The headlines about caravans and pasties may have subsided, but the widely held perception that the Government (and the Prime Minister and Chancellor more specifically) are in trouble, has not. A humiliating third place finish behind UKIP in a recent by-election has led some Conservatives to speak openly about leadership challenge. The Chancellor is under immense pressure from his own party to deliver a solid Budget (challenging, given the circumstances) and even if he does, it will likely only buy some time until local government elections in May, in which the Conservatives will be defending seats that they took during a 2009 high point, and in which they will almost certainly lose control of a number of councils.
So with a general election just 26 months away, most agree that the Conservatives are in trouble. But to what extent remains debatable.
A recent ICM poll gave Labour a lead of 8% over the Conservatives – enough to put Ed Miliband in Downing Street with a comfortable majority of 94 seats. Yet if recent history is anything to go by, the Conservatives can find cause for some cheer.
In March 1995 – 26 months ahead of Labour’s landslide ’97 election win, the same ICM poll gave Tony Blair’s party a 25% lead over the Conservatives. Labour also commanded the support of an impressive 52% of the population. That figure is 13 points lower today.
Further back in 1990, 26 months ahead of the ‘92 general election, Labour had a 21 point lead over the Conservatives, and again had the support of over half of the public. By the time the election came around, the Conservatives led Labour by 8% and John Major was returned to Downing Street for an historic fourth term. That represents a ‘swing’ of about 15 points in just over two years, during which time the Conservatives fought amongst themselves, and knifed their leader. A lot can happen in 26 months.
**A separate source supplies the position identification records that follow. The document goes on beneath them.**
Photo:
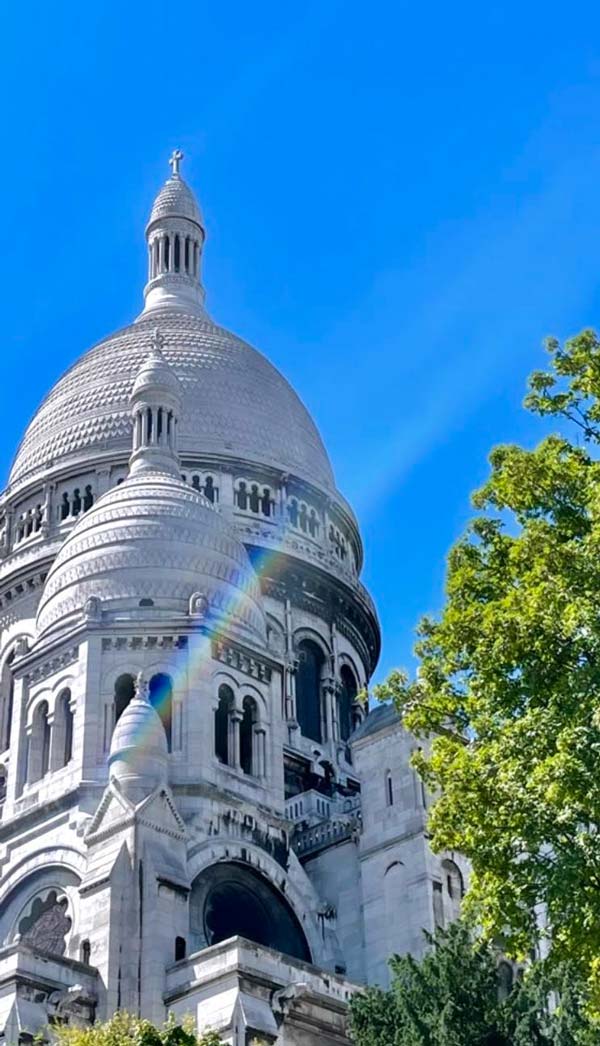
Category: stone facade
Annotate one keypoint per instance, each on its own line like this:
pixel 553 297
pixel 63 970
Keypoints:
pixel 195 816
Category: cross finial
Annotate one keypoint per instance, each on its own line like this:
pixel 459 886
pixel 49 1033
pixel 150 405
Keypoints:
pixel 176 158
pixel 141 687
pixel 157 342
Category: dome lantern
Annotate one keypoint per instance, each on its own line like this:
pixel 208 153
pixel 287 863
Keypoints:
pixel 175 235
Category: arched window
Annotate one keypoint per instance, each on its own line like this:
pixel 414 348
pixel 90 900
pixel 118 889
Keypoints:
pixel 247 753
pixel 310 660
pixel 222 724
pixel 160 694
pixel 6 701
pixel 124 689
pixel 453 889
pixel 505 980
pixel 39 755
pixel 254 499
pixel 63 748
pixel 267 501
pixel 241 496
pixel 346 698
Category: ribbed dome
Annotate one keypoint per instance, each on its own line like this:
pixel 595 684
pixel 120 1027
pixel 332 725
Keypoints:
pixel 235 404
pixel 156 540
pixel 176 200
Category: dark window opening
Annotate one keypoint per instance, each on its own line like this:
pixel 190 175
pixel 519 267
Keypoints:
pixel 308 689
pixel 389 790
pixel 346 700
pixel 67 719
pixel 230 900
pixel 124 689
pixel 241 497
pixel 160 694
pixel 222 713
pixel 247 735
pixel 254 499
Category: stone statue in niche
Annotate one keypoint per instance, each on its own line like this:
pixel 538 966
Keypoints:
pixel 141 687
pixel 199 606
pixel 47 924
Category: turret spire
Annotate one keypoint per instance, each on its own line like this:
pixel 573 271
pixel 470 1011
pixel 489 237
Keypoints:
pixel 175 235
pixel 175 160
pixel 156 406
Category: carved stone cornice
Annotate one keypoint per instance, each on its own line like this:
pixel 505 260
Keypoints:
pixel 250 664
pixel 51 664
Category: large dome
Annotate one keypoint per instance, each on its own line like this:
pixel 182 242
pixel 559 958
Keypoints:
pixel 235 404
pixel 153 542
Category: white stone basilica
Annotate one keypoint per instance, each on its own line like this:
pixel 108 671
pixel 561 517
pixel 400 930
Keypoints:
pixel 195 815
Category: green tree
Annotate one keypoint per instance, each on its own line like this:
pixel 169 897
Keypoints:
pixel 509 681
pixel 124 1029
pixel 451 998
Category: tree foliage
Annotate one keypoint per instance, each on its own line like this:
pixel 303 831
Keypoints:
pixel 509 681
pixel 124 1029
pixel 451 998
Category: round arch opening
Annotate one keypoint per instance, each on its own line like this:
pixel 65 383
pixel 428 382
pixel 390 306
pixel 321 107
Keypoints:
pixel 230 900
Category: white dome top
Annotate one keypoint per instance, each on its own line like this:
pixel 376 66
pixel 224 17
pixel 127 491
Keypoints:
pixel 176 200
pixel 235 403
pixel 157 540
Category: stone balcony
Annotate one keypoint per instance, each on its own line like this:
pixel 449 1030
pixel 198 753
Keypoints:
pixel 38 990
pixel 253 995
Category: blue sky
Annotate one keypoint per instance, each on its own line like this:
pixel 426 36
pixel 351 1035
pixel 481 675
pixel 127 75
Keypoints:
pixel 402 200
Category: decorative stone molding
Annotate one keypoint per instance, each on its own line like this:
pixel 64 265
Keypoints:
pixel 143 642
pixel 250 665
pixel 51 665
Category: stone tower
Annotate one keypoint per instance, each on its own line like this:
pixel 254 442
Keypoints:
pixel 192 811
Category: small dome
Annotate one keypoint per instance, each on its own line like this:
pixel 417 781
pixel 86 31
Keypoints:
pixel 153 541
pixel 176 200
pixel 138 756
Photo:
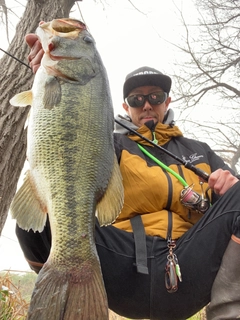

It would be complacent for the Conservatives to put their troubles down to a mid-term slump. Furthermore David Cameron’s party will need to increase its share of the vote at the next election if it is to avoid another coalition – very rare indeed for an incumbent party of Government. So in some senses the Conservative backbench is right to be concerned. The odds are certainly against them.
But even on current polling, the Conservatives’ troubles are not as severe as some are suggesting. Labour’s lead is not commanding and, should we see the economic recovery strengthen, it could prove to be very soft indeed.
A Conservative majority Government in 2015? Stranger things have happened.